In the letter, it simply states that the case of these migrant workers does not comply with the criteria set forth the circular letter no. R-NG 0507/W006876 dated 13 July 2015 without further invoking other reasons or legal provisions. After the Court allowed the case to go to trial, it has summoned the Chiang Mai Provincial Governor to serve a co-defendant in this case since he had the power to review the application for the assistance fund as well.

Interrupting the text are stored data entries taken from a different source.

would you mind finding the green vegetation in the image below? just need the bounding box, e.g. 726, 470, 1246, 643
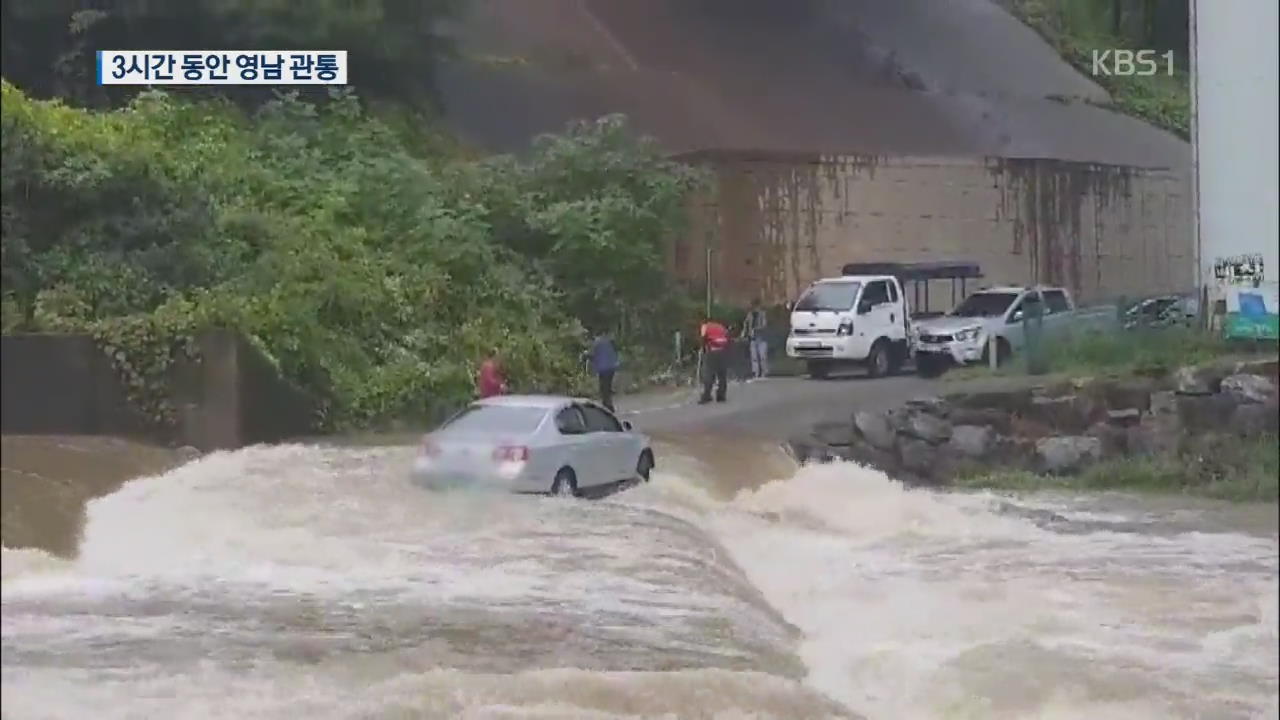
957, 433, 1280, 502
1, 81, 706, 430
1005, 0, 1191, 138
945, 326, 1273, 383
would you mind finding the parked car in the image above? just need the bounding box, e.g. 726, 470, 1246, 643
785, 272, 912, 379
913, 285, 1114, 376
411, 395, 655, 496
1123, 294, 1198, 329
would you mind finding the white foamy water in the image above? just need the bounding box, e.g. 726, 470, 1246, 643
2, 442, 1277, 719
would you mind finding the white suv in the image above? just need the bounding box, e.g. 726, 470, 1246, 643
785, 274, 912, 379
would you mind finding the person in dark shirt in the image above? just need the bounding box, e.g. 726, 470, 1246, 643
586, 330, 620, 411
699, 318, 730, 404
743, 299, 769, 379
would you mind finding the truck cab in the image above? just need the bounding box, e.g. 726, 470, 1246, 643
785, 274, 911, 379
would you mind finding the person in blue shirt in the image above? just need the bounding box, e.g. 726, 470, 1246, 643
586, 330, 620, 412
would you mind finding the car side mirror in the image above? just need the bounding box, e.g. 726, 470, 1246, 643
622, 420, 633, 431
1010, 310, 1024, 323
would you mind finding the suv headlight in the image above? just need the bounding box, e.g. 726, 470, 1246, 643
837, 319, 854, 336
955, 327, 981, 342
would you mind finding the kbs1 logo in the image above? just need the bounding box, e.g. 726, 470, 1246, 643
1090, 49, 1176, 77
97, 51, 348, 85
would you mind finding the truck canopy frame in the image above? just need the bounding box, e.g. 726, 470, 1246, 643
841, 261, 984, 317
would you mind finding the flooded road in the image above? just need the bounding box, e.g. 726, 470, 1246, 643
2, 437, 1276, 719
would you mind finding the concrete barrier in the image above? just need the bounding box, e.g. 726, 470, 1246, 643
1, 331, 318, 451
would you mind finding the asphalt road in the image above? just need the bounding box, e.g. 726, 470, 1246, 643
619, 370, 947, 441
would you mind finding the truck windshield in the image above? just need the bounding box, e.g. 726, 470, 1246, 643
951, 292, 1017, 318
795, 282, 861, 312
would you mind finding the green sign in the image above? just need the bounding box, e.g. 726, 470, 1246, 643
1222, 286, 1279, 341
1224, 312, 1280, 341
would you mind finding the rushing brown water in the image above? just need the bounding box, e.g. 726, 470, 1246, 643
2, 436, 1276, 719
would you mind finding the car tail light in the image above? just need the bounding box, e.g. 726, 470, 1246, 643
493, 446, 529, 462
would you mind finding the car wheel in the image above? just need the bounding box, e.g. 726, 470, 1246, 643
636, 451, 654, 482
550, 468, 578, 497
866, 340, 891, 378
981, 338, 1012, 367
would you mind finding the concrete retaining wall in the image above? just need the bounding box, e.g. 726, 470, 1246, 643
1, 331, 317, 451
673, 152, 1194, 310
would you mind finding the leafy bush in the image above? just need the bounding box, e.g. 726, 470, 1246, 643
1, 81, 703, 430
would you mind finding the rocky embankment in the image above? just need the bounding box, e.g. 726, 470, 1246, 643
789, 358, 1280, 485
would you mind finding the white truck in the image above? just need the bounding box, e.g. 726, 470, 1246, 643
911, 285, 1115, 376
785, 272, 912, 379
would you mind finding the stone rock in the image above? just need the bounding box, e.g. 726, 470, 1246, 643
1233, 358, 1280, 379
786, 436, 821, 464
1027, 394, 1097, 434
1100, 378, 1155, 413
949, 424, 996, 459
1233, 402, 1280, 437
1220, 373, 1278, 405
947, 388, 1034, 415
845, 437, 902, 475
1035, 436, 1103, 474
998, 437, 1041, 471
1176, 393, 1238, 434
1149, 390, 1178, 416
1086, 422, 1128, 459
898, 410, 953, 444
1127, 416, 1181, 457
853, 410, 897, 451
948, 407, 1013, 434
826, 445, 858, 462
812, 420, 854, 447
904, 396, 949, 417
1175, 364, 1228, 395
928, 444, 965, 484
898, 436, 938, 474
1105, 408, 1142, 426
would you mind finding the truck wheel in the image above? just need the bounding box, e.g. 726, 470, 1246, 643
888, 340, 908, 374
806, 360, 829, 379
866, 340, 891, 378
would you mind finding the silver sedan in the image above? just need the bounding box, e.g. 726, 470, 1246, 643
410, 395, 655, 496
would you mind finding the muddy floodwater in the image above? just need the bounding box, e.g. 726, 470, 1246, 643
2, 436, 1277, 719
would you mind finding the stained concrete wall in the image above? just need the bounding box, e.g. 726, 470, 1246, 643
1, 331, 317, 451
673, 152, 1194, 311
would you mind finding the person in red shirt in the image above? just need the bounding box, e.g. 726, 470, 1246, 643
476, 348, 508, 399
698, 318, 730, 404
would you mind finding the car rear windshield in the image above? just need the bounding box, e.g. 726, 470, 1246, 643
951, 292, 1017, 318
442, 405, 548, 434
795, 282, 861, 311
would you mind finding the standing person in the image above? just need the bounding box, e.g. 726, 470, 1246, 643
476, 348, 508, 399
587, 329, 620, 411
698, 317, 730, 404
743, 299, 769, 379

Pasuta Chuenkhachorn, attorney and coordinator of the Migrant Justice Programme (MJP), Human Rights and Development Foundation (HRDF) said that all workers employed in Thailand should be entitled to rights and remedies pursuant to the Labour Protection Act 1998 and the Constitution 2017’s Section 27/3 which prescribe against an unjust discrimination. In addition, according to the International Convention on the Elimination of All Forms of Racial Discrimination (CERD) to which Thailand is a state party, the Committee on the Elimination of All Forms of Racial Discrimination has issued a Concluding Observation regarding Thailand’s report on the elimination of all forms of racial discrimination on 3 December 2021. Its Paragraph 32 states that “The Committee recommends that the State party enhance its efforts to improve the working and living conditions of migrant workers and their families, including by raising awareness among migrant workers of their rights and of existing avenues for filing complaints, and strengthening labour inspections, including in sectors where migrant workers are numerous, and bringing exploitative employers to justice and compensating victims....” Therefore, the Ministry of Labour has to review and revoke any guidelines which appear to exclude access to the protection of the rights of employees and any discrimination.